The second ministry I received was that of Acolyte, and the celebration of this ministry was conferred on the candidate during the second year. This ministry has nothing to do with the carrying of candles! It is the gift of sharing/distributing the Body and Blood of Christ during Mass. It was for this ministry that candidates wore an Alb for the first time. It was a significant step in priestly formation, as in reality, one became a Eucharistic Minister for life, that is without the need for annual/biennial renewal of promises that Extraordinary Ministers of Holy Communion are asked to take. The ministries of Lector and Acolyte are key elements in the celebration of the Sacrifice of the Mass, and it seems only right that ministers should reflect the dignity of their ministry by careful preparation.

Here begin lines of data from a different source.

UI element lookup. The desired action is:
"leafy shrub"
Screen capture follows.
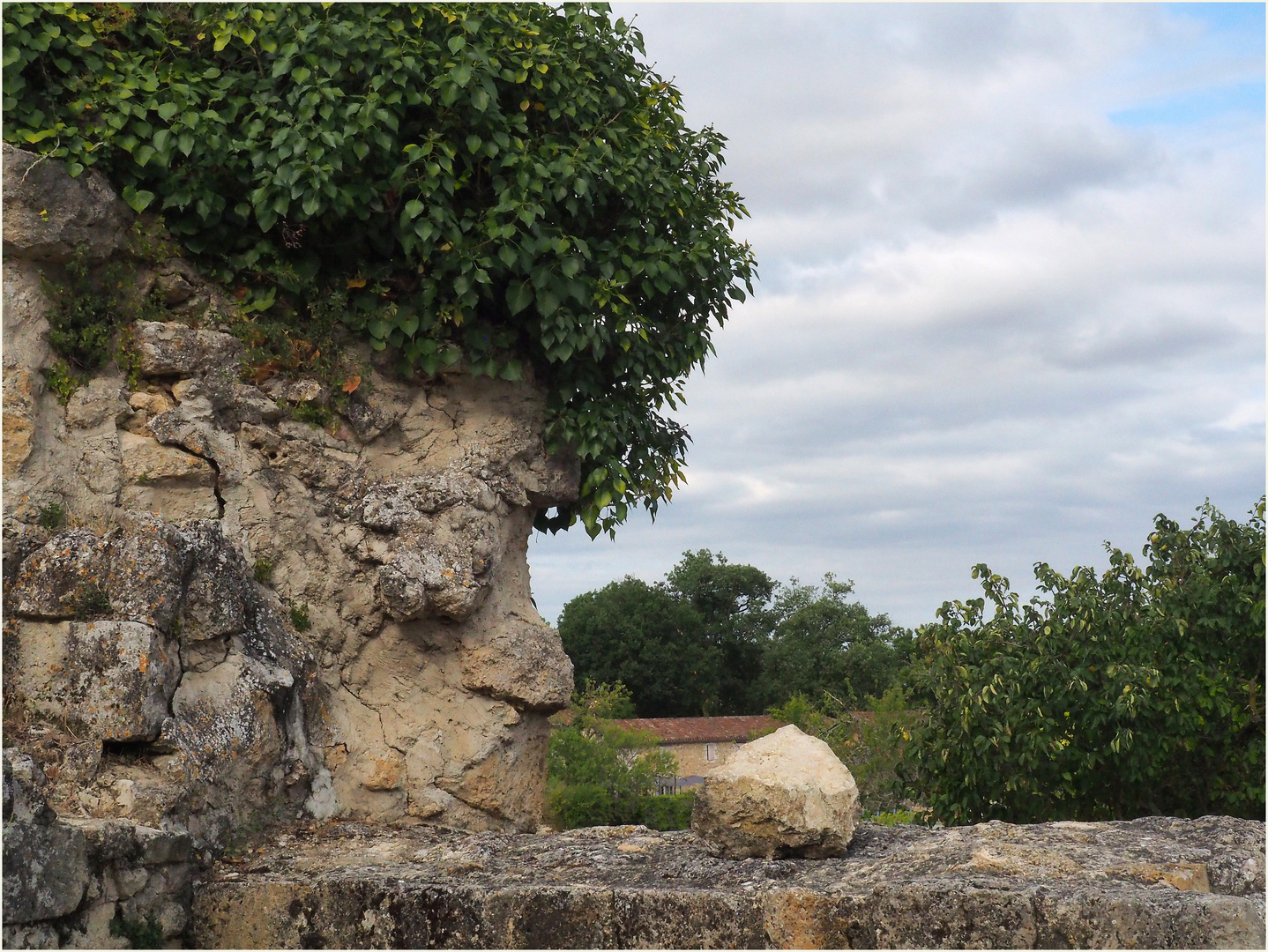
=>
[901,500,1264,822]
[75,582,110,621]
[3,3,755,535]
[547,685,677,829]
[44,360,84,407]
[559,549,912,718]
[110,908,164,948]
[40,502,66,532]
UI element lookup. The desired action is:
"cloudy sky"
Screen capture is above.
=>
[529,4,1265,634]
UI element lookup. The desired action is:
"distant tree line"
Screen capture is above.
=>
[559,549,914,718]
[556,498,1265,824]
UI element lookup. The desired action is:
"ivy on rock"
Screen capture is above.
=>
[4,4,755,535]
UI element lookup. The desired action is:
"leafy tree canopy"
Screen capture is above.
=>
[762,574,912,706]
[4,3,755,535]
[547,685,683,829]
[906,500,1264,822]
[559,549,912,718]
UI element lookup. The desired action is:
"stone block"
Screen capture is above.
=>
[133,321,242,376]
[3,142,132,261]
[180,520,254,643]
[66,376,128,430]
[691,724,862,859]
[64,621,180,740]
[11,529,109,619]
[4,820,89,924]
[461,614,573,712]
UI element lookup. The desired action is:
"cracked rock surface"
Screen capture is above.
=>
[4,145,578,907]
[193,816,1264,948]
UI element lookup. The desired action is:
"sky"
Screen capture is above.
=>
[529,4,1265,626]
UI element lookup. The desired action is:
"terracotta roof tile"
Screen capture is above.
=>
[616,714,784,744]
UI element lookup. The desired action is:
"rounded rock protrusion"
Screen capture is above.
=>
[691,724,862,859]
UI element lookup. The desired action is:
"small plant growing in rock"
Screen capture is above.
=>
[110,911,162,948]
[40,502,66,532]
[290,604,313,631]
[75,584,110,621]
[251,559,272,585]
[290,403,335,430]
[44,360,84,407]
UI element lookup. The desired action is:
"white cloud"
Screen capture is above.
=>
[532,5,1264,634]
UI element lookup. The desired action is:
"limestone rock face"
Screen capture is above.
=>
[3,139,579,877]
[3,142,132,261]
[4,749,87,922]
[691,724,862,859]
[191,816,1264,948]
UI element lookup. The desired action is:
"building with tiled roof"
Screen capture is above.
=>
[615,714,784,793]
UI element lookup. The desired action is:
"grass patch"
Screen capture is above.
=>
[251,559,274,585]
[290,604,313,631]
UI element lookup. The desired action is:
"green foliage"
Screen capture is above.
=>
[110,908,164,948]
[4,3,753,535]
[559,549,912,718]
[547,685,677,829]
[44,360,85,407]
[290,403,335,430]
[638,790,696,830]
[44,238,162,380]
[666,549,776,715]
[75,582,110,621]
[251,559,272,584]
[770,686,921,813]
[903,500,1264,822]
[762,574,912,706]
[860,810,920,827]
[559,576,718,718]
[290,605,313,633]
[38,502,66,532]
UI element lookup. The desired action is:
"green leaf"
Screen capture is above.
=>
[122,185,154,212]
[506,281,533,315]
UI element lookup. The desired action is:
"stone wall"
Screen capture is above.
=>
[3,145,578,942]
[191,816,1264,948]
[4,749,199,948]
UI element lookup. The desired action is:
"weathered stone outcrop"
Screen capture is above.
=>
[4,145,578,938]
[4,749,197,948]
[193,816,1264,948]
[691,724,862,859]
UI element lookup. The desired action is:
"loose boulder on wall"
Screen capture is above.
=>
[691,724,862,859]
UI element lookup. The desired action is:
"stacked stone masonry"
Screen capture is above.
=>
[3,145,578,948]
[193,816,1264,948]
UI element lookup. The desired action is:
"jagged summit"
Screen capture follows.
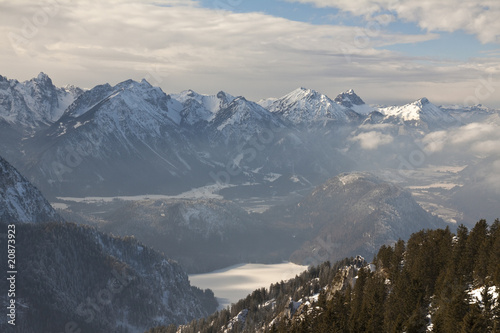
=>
[267,87,349,125]
[334,89,365,108]
[379,97,456,128]
[335,89,375,115]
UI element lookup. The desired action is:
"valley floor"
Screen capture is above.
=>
[189,262,307,310]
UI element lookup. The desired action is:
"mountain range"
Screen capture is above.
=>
[0,73,470,198]
[0,158,217,333]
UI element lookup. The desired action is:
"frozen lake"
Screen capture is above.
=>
[189,263,307,309]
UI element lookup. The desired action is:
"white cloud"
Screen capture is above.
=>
[0,0,500,104]
[422,123,500,158]
[351,131,394,150]
[287,0,500,43]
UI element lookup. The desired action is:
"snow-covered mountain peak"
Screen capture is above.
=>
[171,89,235,125]
[335,89,375,115]
[267,87,348,124]
[0,72,81,133]
[335,89,365,108]
[379,97,456,127]
[32,72,52,84]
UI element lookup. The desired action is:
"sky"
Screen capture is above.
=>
[0,0,500,108]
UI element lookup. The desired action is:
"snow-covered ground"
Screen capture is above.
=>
[189,262,307,309]
[53,184,232,205]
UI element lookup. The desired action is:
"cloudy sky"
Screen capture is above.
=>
[0,0,500,107]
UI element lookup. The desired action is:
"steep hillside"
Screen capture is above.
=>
[0,158,217,333]
[148,220,500,333]
[0,157,62,224]
[268,173,444,264]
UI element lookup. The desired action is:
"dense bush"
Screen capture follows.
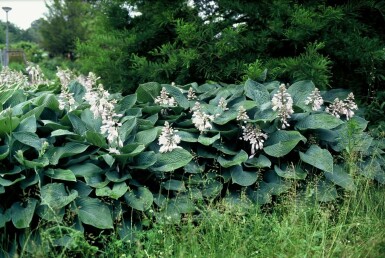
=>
[0,65,385,255]
[77,0,385,98]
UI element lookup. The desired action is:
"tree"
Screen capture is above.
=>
[77,0,385,95]
[40,0,89,55]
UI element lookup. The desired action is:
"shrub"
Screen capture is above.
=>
[0,66,385,254]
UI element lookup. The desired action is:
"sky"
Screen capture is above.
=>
[0,0,47,30]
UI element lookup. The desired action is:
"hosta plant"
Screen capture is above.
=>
[0,65,385,255]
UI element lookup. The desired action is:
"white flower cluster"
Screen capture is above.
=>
[187,87,197,100]
[154,87,177,107]
[26,62,51,87]
[271,83,294,129]
[218,97,229,111]
[237,106,249,123]
[191,102,215,133]
[0,67,29,89]
[56,67,77,111]
[241,123,267,159]
[305,88,324,111]
[79,73,123,154]
[159,121,181,153]
[325,92,358,120]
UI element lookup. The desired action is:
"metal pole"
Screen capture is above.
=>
[3,7,12,66]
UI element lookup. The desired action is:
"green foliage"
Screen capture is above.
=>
[0,65,385,255]
[77,0,385,96]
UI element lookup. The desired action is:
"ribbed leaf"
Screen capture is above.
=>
[263,130,306,158]
[44,168,76,182]
[40,183,78,210]
[228,165,258,186]
[124,187,154,211]
[295,113,344,130]
[95,182,129,200]
[76,197,114,229]
[299,145,333,173]
[162,179,186,191]
[198,134,221,146]
[10,198,37,229]
[46,142,89,165]
[287,81,315,111]
[217,150,249,168]
[150,149,192,172]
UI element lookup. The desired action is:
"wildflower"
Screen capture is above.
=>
[159,121,181,153]
[240,123,267,158]
[325,92,358,120]
[218,97,229,111]
[155,87,177,107]
[79,73,123,149]
[191,102,215,133]
[237,106,249,122]
[271,83,294,129]
[26,62,51,86]
[187,87,197,100]
[305,88,324,111]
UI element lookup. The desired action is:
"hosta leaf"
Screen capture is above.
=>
[76,197,114,229]
[40,183,78,210]
[10,198,37,229]
[106,170,132,183]
[0,208,11,228]
[0,117,20,136]
[244,79,270,106]
[263,130,306,158]
[244,154,271,168]
[86,131,108,148]
[136,82,162,103]
[299,145,333,173]
[324,165,357,191]
[16,115,37,133]
[0,145,9,160]
[44,168,76,182]
[46,142,89,165]
[295,113,344,130]
[150,148,192,172]
[217,150,249,168]
[68,113,88,135]
[51,129,78,137]
[228,165,258,186]
[33,93,59,111]
[68,163,103,177]
[135,127,160,146]
[166,196,196,213]
[184,160,205,174]
[162,85,190,109]
[124,187,154,211]
[12,132,42,151]
[198,134,221,146]
[0,175,25,186]
[287,81,315,111]
[274,164,307,180]
[162,179,186,191]
[129,151,156,169]
[95,182,129,200]
[176,131,199,142]
[202,180,223,198]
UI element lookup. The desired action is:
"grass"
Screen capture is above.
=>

Next week I’ll continue this look at ministries which also are essential aspects of parish communal life, because as ‘lockdown’ eases, the importance of shared involvement in how we celebrate our faith will be obvious. With that in mind, at the beginning of last week, an instruction from the Bishops Conference said that Home Visits can now take place by priests, deacons and Extraordinary Ministers of Holy Communion and other volunteers. The document goes on to say how important it is that the Government Guidance for people working in, visiting or delivering to other people’s homes is followed. Within the next few weeks a gathering will be arranged for all Extraordinary Ministers of Holy Communion when we can discuss how best to celebrate the Blessed Sacrament in our liturgy, but also with those in our community who are housebound.